Narcisse
Nantes - Jardin des Plantes - Statue dite de la "femme qui tient son enfant dans les bras"
Au Jardin, une statue de femme se mire dans l'eau d'un bassin bordé d'iris.
Elle tient dans ses bras un enfant.
Mais elle a oublié, entièrement oublié cet enfant, qui va tomber peut-être, et se noyer, disparaître, on le pressent, sous la poussée de l'amour tout-puissant qui l'a chassé du coeur fasciné de sa mère. Penchée sur l'eau, dans l'admiration de sa propre beauté, la femme reste là, figée, mère indigne, disparue à tout. Merveilleuse amoureuse passionnée d'elle-même : Narcisse.
La femme Narcisse était assise dans le tramway l'autre jour. C'était elle, ma statue, une jeune fille cette fois, qui tenait un miroir de poche. Indifférente à tout, ne voyant personne autour d'elle, saisie par sa propre beauté au miroir, elle rectifiait une mèche, corrigeait le cerne noir de ses yeux, lissait ses joues de poudre tendre, repeignait ses lèvres en rose, avec un soin fascinant, une passion touchante. Cela dura tout le temps de son trajet, dans le tramway cahotant et bondé, jusqu'au terminus. Penchée sur son image, immobile et morte au monde, elle était absorbée dans l'amour d'elle-même avec tant de force et de certitude que la regarder était aussi bouleversant que de rencontrer un couple de vrais amoureux, main dans la main. Car Narcisse s'aime d'un amour pur, absolu, parfait, qui vaut tous les amours.

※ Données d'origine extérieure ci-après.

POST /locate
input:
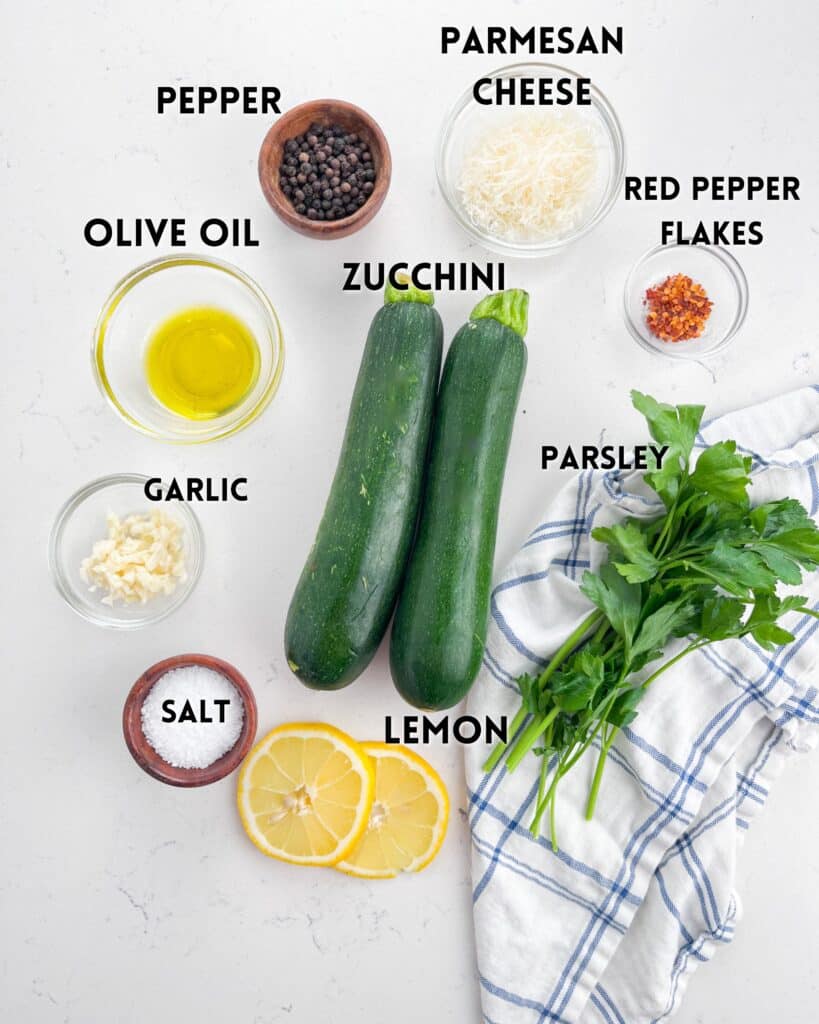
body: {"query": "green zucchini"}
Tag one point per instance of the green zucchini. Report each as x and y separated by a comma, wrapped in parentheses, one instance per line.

Les Fables sont écrites partout dans la Ville, au Jardin comme sur les sièges durs du tramway. Elles sont si anciennes. Bien décidées à ne jamais disparaître, à renaître toujours, partout, toujours nouvelles, inscrites dans les pierres sculptées, vivantes dans ces pierres vives que sont les hommes. Dans sa grande rumeur bavarde d'humanité, la Ville est la plus remarquable, la plus prodigue des fabulistes. - Un livre inépuisable.